Simple proof of concept that we can extract key information from PDF of a research paper. We demonstrate extraction of title, abstract, and first section. 

It appears getting all the sections is tricky with OCR. Also, figures and other visual components are not recoverable. Furthermore, math is not rendered properly or even at all depending on formatting. 

In [1]:
import PyPDF2
import pdfplumber

import re

import pytesseract
from pdf2image import convert_from_path

def extract_text_from_pdf(pdf_path):
    images = convert_from_path(pdf_path)
    text = ''
    for i in range(min(10,len(images))):
        text += pytesseract.image_to_string(images[i])
    return text

def extract_title(text):
    lines = text.split('\n')
    for line in lines:
        if line.strip():
            return line.strip()
    return None

def extract_abstract(text):
    abstract_start = 'Abstract\n\n'
    abstract_end = '\n\n1 Introduction'

    abstract_regex = rf"{abstract_start}(.+?){abstract_end}"
    match = re.search(abstract_regex, text, re.S)
    
    if match:
        abstract = match.group(1).strip()
        abstract = re.sub(r'\s+', ' ', abstract)  # Replace multiple consecutive spaces with a single space
        return abstract
    else:
        return None

def extract_section(text, section_number):
    lines = text.split('\n')
    section_start_pattern = f"^{section_number} "
    section_end_pattern = f"^{section_number + 1} "

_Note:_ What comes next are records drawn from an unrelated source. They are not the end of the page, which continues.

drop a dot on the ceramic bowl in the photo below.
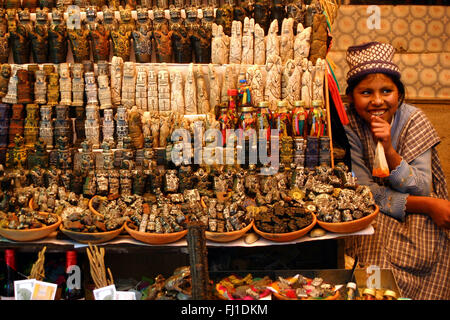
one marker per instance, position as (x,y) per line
(155,238)
(227,236)
(350,226)
(288,236)
(30,234)
(93,238)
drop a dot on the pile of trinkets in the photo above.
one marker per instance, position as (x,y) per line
(26,219)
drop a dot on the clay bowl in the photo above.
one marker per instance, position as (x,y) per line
(155,238)
(93,238)
(288,236)
(350,226)
(31,234)
(227,236)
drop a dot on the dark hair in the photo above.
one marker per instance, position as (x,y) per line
(398,83)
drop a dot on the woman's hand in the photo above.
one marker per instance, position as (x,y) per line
(381,131)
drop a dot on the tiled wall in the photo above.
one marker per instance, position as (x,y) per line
(421,35)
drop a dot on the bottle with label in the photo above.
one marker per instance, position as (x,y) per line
(7,289)
(73,287)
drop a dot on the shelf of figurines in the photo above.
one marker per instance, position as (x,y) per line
(238,205)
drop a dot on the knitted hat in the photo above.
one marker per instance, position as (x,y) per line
(371,57)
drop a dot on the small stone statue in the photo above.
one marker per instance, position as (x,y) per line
(11,94)
(273,81)
(129,84)
(79,39)
(57,38)
(141,89)
(287,40)
(190,92)
(91,88)
(116,80)
(261,14)
(39,36)
(40,87)
(92,125)
(19,31)
(77,85)
(224,17)
(202,94)
(4,37)
(220,45)
(272,40)
(248,40)
(5,74)
(236,43)
(177,92)
(142,36)
(302,43)
(121,123)
(23,87)
(121,41)
(163,40)
(291,83)
(215,87)
(46,126)
(65,84)
(108,126)
(163,90)
(152,92)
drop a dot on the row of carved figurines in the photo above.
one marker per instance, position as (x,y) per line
(161,88)
(176,40)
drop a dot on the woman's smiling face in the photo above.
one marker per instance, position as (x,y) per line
(375,95)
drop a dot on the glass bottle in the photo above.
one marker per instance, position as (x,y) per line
(263,118)
(351,287)
(7,290)
(389,295)
(369,294)
(73,287)
(299,116)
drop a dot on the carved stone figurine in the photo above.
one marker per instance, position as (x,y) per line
(23,87)
(260,46)
(163,40)
(79,40)
(141,89)
(177,92)
(236,43)
(220,45)
(287,40)
(129,84)
(4,37)
(152,90)
(40,87)
(104,92)
(273,81)
(190,92)
(5,74)
(65,84)
(57,38)
(248,39)
(224,17)
(116,80)
(77,85)
(19,31)
(163,90)
(91,88)
(142,36)
(39,36)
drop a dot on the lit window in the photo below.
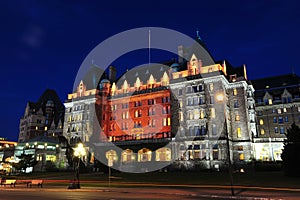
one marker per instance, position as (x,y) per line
(239,134)
(236,104)
(270,101)
(212,113)
(241,156)
(261,122)
(180,103)
(281,130)
(234,91)
(201,114)
(211,87)
(181,116)
(237,117)
(180,92)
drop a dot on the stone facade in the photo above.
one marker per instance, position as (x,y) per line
(277,107)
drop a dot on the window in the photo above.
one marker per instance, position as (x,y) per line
(201,114)
(151,101)
(214,130)
(281,130)
(203,131)
(165,99)
(201,100)
(180,92)
(189,101)
(180,103)
(195,100)
(167,121)
(239,134)
(181,116)
(234,91)
(195,88)
(215,152)
(261,122)
(211,99)
(236,104)
(270,101)
(200,88)
(241,156)
(211,87)
(151,123)
(197,131)
(191,115)
(237,116)
(212,113)
(137,103)
(191,131)
(138,113)
(188,89)
(151,111)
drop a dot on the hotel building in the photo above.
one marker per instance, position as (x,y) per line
(277,101)
(184,112)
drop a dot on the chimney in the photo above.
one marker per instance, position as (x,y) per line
(112,74)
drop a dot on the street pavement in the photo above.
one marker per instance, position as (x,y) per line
(54,192)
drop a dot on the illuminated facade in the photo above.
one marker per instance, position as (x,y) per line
(183,104)
(277,107)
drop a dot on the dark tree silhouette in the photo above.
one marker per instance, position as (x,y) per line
(291,151)
(26,160)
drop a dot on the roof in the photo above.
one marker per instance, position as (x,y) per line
(43,139)
(50,95)
(276,81)
(276,85)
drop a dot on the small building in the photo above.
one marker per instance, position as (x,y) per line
(48,153)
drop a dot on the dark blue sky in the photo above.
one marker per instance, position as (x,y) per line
(44,42)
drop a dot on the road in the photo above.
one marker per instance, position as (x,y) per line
(92,193)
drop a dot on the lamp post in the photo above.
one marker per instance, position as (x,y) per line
(79,151)
(220,98)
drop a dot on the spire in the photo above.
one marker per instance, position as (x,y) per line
(198,36)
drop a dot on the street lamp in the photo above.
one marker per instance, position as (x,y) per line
(221,98)
(79,151)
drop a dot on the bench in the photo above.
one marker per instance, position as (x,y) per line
(39,183)
(11,182)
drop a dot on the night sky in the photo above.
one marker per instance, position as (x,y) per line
(43,43)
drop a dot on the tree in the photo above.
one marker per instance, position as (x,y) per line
(291,152)
(26,160)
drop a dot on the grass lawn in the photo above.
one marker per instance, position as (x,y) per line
(261,179)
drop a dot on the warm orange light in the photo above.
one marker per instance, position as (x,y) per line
(220,97)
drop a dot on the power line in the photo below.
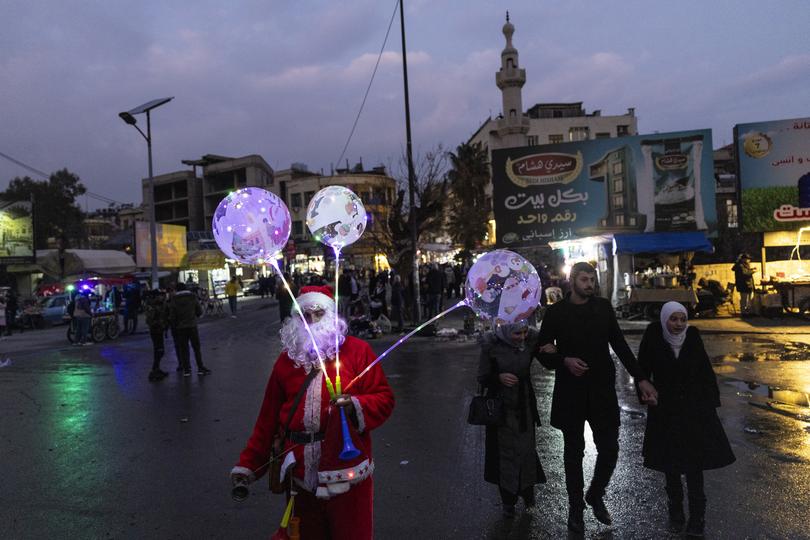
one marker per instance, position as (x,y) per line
(45,175)
(368,88)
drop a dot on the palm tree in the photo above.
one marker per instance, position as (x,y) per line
(468,176)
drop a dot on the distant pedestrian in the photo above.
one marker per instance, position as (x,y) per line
(683,436)
(285,303)
(397,303)
(11,311)
(511,459)
(744,281)
(183,312)
(170,291)
(132,296)
(157,319)
(450,280)
(435,284)
(83,316)
(231,290)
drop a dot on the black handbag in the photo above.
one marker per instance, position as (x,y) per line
(485,410)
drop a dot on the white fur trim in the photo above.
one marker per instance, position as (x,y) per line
(361,421)
(289,461)
(243,470)
(352,475)
(314,300)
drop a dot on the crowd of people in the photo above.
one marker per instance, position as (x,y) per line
(673,377)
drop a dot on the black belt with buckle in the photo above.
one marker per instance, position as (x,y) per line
(305,437)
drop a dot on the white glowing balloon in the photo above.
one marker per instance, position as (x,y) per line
(336,216)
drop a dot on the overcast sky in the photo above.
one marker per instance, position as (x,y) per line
(285,79)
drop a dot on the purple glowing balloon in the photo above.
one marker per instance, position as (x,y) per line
(251,225)
(503,287)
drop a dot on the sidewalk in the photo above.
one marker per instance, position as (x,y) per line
(713,325)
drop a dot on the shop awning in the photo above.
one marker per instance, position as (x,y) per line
(664,242)
(82,261)
(203,259)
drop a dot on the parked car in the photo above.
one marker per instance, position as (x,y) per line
(54,308)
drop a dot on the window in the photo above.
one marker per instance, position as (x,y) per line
(295,201)
(578,133)
(298,228)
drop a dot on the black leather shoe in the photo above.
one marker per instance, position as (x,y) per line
(576,524)
(676,517)
(694,529)
(599,509)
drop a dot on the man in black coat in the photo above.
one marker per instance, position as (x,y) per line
(582,326)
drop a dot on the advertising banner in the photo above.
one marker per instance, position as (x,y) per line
(16,233)
(644,183)
(774,168)
(171,245)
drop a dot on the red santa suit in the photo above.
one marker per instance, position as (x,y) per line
(323,513)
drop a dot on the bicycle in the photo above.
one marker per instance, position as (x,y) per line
(104,326)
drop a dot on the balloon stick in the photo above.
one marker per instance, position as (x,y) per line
(337,321)
(329,386)
(285,520)
(403,339)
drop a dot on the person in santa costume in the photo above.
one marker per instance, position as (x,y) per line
(333,496)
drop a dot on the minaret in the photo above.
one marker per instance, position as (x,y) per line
(514,126)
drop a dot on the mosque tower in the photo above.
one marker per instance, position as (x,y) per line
(514,125)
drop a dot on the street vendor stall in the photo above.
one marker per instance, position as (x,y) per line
(785,285)
(654,268)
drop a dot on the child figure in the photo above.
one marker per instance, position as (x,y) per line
(683,436)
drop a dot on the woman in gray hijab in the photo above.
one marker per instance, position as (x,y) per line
(511,459)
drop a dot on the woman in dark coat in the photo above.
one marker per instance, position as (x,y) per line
(684,436)
(511,459)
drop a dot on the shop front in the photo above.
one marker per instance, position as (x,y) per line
(651,269)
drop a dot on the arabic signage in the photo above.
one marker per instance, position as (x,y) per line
(644,183)
(16,232)
(774,168)
(171,245)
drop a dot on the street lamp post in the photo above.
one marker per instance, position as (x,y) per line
(129,118)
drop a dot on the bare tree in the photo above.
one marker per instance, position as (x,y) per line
(394,237)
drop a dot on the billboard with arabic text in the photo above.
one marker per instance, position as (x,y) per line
(644,183)
(171,245)
(16,232)
(773,161)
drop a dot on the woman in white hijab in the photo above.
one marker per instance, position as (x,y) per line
(683,436)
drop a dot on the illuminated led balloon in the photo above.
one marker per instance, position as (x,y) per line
(336,216)
(503,287)
(251,225)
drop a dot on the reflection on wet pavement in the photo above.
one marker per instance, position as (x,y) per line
(772,352)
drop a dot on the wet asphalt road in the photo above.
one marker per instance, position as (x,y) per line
(90,449)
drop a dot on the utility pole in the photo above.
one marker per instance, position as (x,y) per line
(416,315)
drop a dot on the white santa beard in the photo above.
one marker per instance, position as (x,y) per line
(297,342)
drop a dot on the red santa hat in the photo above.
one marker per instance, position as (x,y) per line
(312,298)
(336,475)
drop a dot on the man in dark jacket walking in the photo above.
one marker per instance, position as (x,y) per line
(744,281)
(157,319)
(183,312)
(582,326)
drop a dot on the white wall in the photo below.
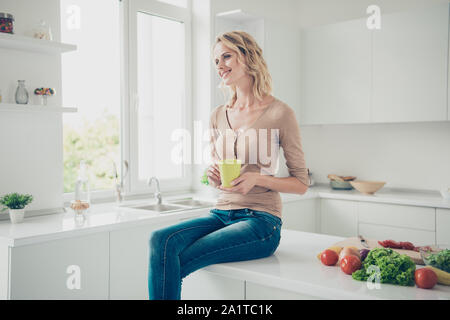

    section_started = False
    section_content_lines = []

    for line in lines:
        if re.match(section_end_pattern, line):
            break

        if section_started:
            section_content_lines.append(line)

        if re.match(section_start_pattern, line):
            section_started = True

    section_content = " ".join(section_content_lines)
    section_content = re.sub(r'\s+', ' ', section_content)  # Replace multiple consecutive spaces with a single space

    return section_content if section_content else None

def read_text_file(file_path):
    with open(file_path, 'r', encoding='utf-8') as file:
        content = file.read()
    return content

This just extracts text without consideration of formatting

In [2]:
pdf_path = "Validation_Papers/example.pdf"
text = extract_text_from_pdf(pdf_path)
print("Number of characters in text")
print(len(text))

48381


If you have a Latex file this works as well.

In [2]:
text_file_path = 'Validation_Papers/example.tex'
text = read_text_file(text_file_path)
print("Number of characters in text")
print(len(text))

63029


If you trust the format of the paper we can extract the title, abstract, and section text. You most likely need to manually add the abstract.

In [14]:
title = extract_title(text)
abstract = extract_abstract(text)

print("Title:")
print(title)
print("\nAbstract:")
print(abstract)

section_1_text = extract_section(text, 1)
print("\nSection 1:")
print(section_1_text)

Title:
\documentclass{article}

Abstract:
None

Section 1:
None


In the next part we experiment with the OpenAI API. You need to provide a key of your own.

In [8]:
import openai
import tiktoken

def num_tokens_from_string(string: str, encoding_name = "cl100k_base") -> int:
    """Returns the number of tokens in a text string."""
    encoding = tiktoken.get_encoding(encoding_name)
    num_tokens = len(encoding.encode(string))
    return num_tokens

# Provide your key here
openai.api_key = ""

use_model="gpt-3.5-turbo"

First, let's calculate the number of tokens in our paper

In [5]:
num_tokens_from_string(text)

15247

The GPT-4 API has a context size of 8k tokens. Roughly, one could nearly fit an entire NeurIPS formatted paper and expect a reasonable summary of the paper. The relevant challenges are that we also need a system prompt that communicates the current-objective to GPT. We want something simple, but effective so we'll go with a single-pass:

1. GPT will take parts of the paper as input and take notes relevant to a system-prompt describing the task + abstract + rubric
2. GPT will then organize these notes
3. GPT will write a review using a system-prompt describing NeurIPS style reviewer guidelines

In [5]:
# Load note_instructions
print("Token lengths")
note_prompt = read_text_file("Note_Instruction.txt")
print(num_tokens_from_string(note_prompt))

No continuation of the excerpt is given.